Ferrari driver Charles Leclerc looks on in the post-qualifying press conference. Hungary July 2022.

After a spin in FP3 at the Belgian Grand Prix, Sky F1 commentator David Croft says these errors are making Charles Leclerc a “B+” driver.

A spin late in FP3 ahead of the Belgian Grand Prix saw Leclerc find the barrier at Turn 11, an incident not too costly in terms of damage, but concerning in the wider context.

Although only breaking a front-wing endplate as Leclerc escaped the gravel and returned to the pits, this was another unforced error in what has been a frustrating season for Leclerc.

Ferrari have very much played their part in Leclerc’s 80-point deficit to Championship leader Max Verstappen, but Leclerc too is not without blame, most notably having crashed out of the lead of the French Grand Prix, a disaster all of his own making.



Leclerc also spun back at Imola while he was pursuing P2, costing himself valuable points as he crossed the line P6.

And while commentating for Sky Sports F1 at the time of Leclerc’s Spa spin, Croft suggested that Leclerc has the potential to join the likes of Verstappen as an elite driver of Formula 1.

But, he feels that this error-prone streak is stopping the Monegasque driver from ascending beyond “B+” level.

“For me, Charles Leclerc has the potential to be up there with the elite of the grid,” Croft suggested, “when I say elite, it’s a [Lewis] Hamilton, a Verstappen, I’m going to put [Fernando] Alonso in that bracket as well.

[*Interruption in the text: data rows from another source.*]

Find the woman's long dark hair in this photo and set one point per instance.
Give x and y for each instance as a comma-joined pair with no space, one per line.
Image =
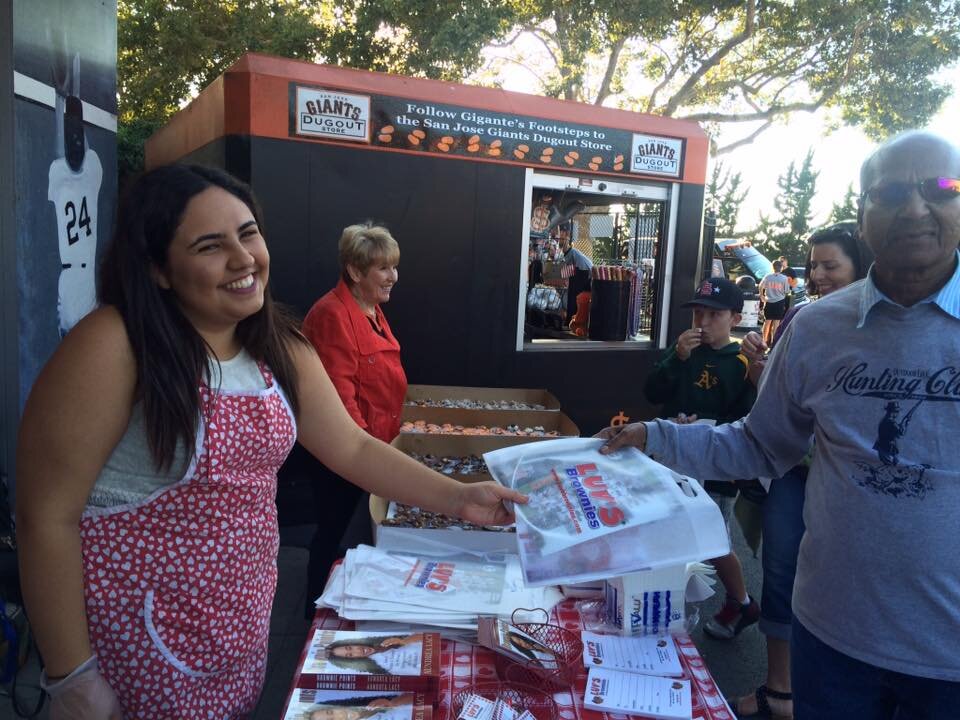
845,236
171,356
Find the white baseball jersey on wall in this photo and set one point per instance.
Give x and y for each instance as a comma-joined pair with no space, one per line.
75,196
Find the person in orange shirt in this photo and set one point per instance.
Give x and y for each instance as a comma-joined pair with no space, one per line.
362,357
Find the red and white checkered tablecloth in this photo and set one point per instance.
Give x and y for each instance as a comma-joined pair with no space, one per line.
463,664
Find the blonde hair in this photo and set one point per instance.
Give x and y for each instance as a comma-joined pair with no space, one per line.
363,245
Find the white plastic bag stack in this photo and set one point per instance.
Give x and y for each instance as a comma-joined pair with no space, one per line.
594,516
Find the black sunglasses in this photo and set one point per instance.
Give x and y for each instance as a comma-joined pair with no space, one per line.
935,190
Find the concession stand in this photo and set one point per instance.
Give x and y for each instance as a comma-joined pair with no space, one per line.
479,186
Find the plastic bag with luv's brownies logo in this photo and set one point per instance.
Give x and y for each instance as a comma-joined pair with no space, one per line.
594,516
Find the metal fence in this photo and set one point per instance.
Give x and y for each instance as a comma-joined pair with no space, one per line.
628,235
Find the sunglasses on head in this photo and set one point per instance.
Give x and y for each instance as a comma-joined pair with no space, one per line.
935,190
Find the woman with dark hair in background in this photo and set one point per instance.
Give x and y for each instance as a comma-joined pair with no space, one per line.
147,461
836,258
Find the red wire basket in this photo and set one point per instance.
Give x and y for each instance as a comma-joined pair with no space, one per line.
520,697
566,646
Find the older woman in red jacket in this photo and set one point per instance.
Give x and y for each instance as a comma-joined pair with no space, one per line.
362,358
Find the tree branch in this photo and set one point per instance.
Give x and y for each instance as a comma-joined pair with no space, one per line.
544,37
612,63
770,112
745,141
687,88
667,76
510,40
538,76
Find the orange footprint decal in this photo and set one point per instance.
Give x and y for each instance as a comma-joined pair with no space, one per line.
416,137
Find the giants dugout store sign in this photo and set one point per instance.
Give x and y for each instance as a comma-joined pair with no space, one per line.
439,129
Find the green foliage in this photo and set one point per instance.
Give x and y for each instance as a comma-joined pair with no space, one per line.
786,233
131,136
168,51
717,62
845,209
725,198
725,62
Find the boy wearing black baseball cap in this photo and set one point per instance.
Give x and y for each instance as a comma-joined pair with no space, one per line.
704,376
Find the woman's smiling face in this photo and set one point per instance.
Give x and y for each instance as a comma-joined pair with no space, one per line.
217,262
830,268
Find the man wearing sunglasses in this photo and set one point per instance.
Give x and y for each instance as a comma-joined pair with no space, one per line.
870,368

“But at the moment he’s not an A-Star, he’s a B+.”

Ex-F1 racer Anthony Davidson would then suggest that Leclerc is currently an “unreliable driver”, adding that the errors he makes cost him the chance to become a champion in Formula 1.

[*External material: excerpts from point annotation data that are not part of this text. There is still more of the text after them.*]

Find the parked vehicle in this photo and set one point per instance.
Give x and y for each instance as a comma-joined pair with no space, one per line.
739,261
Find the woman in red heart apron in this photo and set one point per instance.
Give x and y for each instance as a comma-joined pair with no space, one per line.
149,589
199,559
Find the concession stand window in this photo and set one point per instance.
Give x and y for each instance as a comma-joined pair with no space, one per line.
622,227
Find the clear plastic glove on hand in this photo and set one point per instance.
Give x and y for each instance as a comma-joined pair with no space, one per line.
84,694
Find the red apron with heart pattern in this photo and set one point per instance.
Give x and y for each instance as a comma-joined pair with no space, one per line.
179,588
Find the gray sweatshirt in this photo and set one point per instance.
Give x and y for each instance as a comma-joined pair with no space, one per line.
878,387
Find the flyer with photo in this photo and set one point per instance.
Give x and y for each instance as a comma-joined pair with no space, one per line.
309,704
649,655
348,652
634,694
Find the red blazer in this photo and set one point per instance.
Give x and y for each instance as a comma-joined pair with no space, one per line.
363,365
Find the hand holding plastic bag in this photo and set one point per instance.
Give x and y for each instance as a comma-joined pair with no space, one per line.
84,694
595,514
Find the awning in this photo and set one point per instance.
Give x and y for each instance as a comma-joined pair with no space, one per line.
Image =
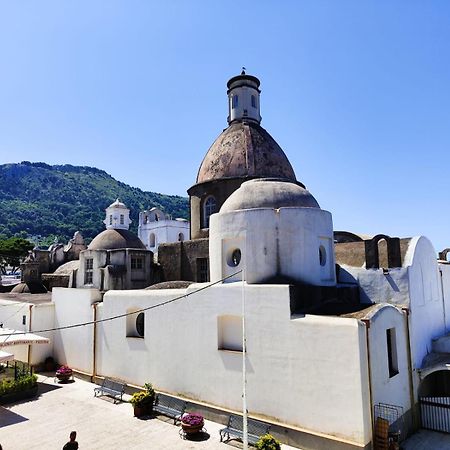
16,337
4,356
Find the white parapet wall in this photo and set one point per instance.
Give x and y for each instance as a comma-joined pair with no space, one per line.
310,372
74,346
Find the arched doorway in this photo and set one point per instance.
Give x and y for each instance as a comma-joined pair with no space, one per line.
434,400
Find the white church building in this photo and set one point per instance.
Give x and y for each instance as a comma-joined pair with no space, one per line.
335,328
156,227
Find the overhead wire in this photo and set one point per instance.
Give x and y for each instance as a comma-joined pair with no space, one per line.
118,316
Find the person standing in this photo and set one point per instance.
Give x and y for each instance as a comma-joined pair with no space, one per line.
72,444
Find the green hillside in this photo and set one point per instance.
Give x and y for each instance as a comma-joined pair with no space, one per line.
39,199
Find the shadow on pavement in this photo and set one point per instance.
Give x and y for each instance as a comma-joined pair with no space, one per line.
8,417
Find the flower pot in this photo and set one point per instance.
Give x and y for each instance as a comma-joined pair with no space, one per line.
143,410
64,377
192,429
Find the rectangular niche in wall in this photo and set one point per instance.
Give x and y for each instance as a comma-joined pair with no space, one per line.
391,342
229,333
325,259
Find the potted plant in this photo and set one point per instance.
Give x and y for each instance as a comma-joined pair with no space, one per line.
64,373
192,423
49,364
142,401
268,442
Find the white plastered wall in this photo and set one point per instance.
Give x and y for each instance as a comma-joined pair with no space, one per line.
426,305
303,372
393,390
11,315
42,318
283,242
444,272
74,346
165,231
37,317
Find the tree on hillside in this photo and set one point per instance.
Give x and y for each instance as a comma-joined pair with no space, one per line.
12,251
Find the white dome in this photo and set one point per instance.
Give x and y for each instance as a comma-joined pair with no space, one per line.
269,193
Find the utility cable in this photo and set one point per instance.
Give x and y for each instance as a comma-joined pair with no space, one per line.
148,308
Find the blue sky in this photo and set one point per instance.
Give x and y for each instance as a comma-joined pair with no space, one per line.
355,92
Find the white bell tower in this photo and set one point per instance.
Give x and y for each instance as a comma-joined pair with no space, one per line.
117,216
243,98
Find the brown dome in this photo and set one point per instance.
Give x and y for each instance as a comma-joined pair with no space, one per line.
114,239
67,268
243,150
32,287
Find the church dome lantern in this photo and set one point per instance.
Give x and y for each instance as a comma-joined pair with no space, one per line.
242,152
243,98
117,216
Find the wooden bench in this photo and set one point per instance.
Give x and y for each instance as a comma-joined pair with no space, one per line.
111,388
255,429
169,406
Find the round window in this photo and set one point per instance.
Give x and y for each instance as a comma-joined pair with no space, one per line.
234,258
140,327
322,255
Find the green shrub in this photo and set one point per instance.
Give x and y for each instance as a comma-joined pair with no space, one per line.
143,398
268,442
25,383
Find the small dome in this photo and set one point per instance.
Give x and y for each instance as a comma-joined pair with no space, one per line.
117,204
67,268
114,239
245,150
269,193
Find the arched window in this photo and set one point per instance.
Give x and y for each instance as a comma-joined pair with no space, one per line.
209,207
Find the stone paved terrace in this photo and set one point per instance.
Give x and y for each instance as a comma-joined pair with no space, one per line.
45,423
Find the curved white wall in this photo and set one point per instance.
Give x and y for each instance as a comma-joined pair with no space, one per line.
283,242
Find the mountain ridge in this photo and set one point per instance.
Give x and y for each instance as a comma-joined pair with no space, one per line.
56,200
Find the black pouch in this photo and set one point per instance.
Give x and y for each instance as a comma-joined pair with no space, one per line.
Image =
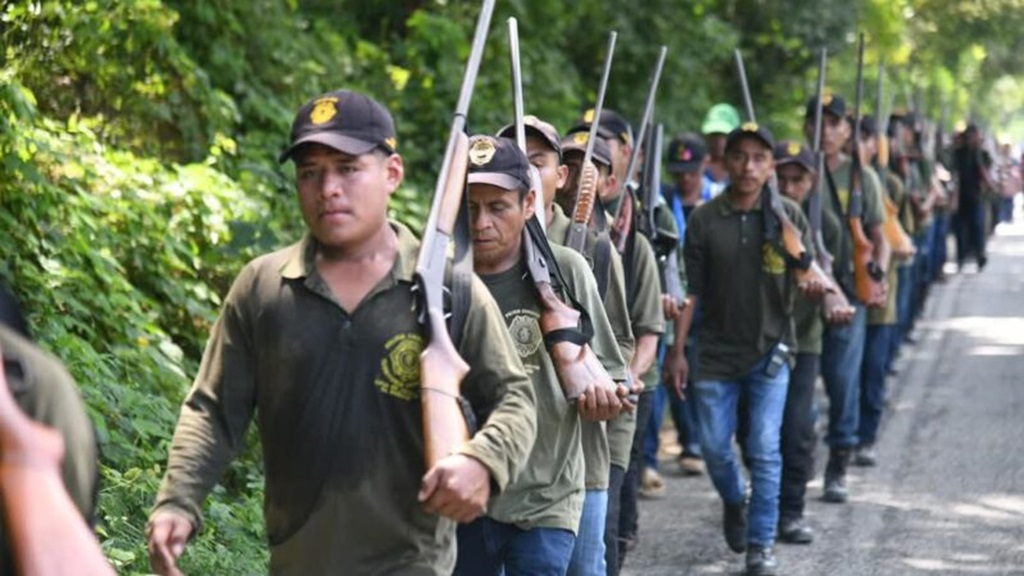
779,358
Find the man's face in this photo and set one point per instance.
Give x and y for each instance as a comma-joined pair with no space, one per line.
343,198
553,174
716,145
794,180
497,219
835,132
749,162
690,183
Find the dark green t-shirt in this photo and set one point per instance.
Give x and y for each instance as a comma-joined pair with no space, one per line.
336,394
744,290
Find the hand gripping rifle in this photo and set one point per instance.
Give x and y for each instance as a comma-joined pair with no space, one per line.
441,369
577,365
587,190
867,277
807,271
666,245
627,187
897,237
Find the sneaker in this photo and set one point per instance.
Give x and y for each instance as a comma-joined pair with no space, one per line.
651,484
761,561
691,465
865,456
734,526
795,531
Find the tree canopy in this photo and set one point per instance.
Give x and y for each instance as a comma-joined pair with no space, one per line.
138,142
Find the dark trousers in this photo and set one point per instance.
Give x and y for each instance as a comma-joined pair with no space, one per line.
970,231
629,518
615,480
798,437
872,381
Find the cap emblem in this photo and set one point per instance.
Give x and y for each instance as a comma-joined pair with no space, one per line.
481,152
324,110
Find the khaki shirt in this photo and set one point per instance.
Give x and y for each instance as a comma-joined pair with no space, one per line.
337,392
47,394
549,492
744,288
596,449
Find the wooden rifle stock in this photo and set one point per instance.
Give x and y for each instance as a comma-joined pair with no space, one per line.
441,370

“He’s a brilliant driver, he’s super quick, but he’s an unreliable driver in many ways,” said Davidson, “and if you’re a team boss, taking someone like that on, it comes with vulnerability, and to win a world championship you cannot make errors like this.”

Croft would then ask Davidson whether he feels that Leclerc is making a habit of pushing the Ferrari F1-75 to places that it cannot be pushed in these key moments?

Davidson would look at the setup style which Leclerc prefers, arguing that at tracks like Paul Ricard and Spa-Francorchamps, he is “playing with fire” with such an approach.

“It’s all relative, you push the car to the level you feel you can,” said Davidson, “whether you’re in a Williams, a Haas with all due respect, or Red Bull or a Ferrari, you drive up to the grip limit.

“And he said it opened himself when he crashed in Paul Ricard that ‘look, I like to hustle the car, I like to have a car that is strong in the front end, with the rear flapping around’. That’s just his style, it’s the way he likes to set the car up.

“And when you set a car up like that on a track like this, or Paul Ricard, you are playing with fire.”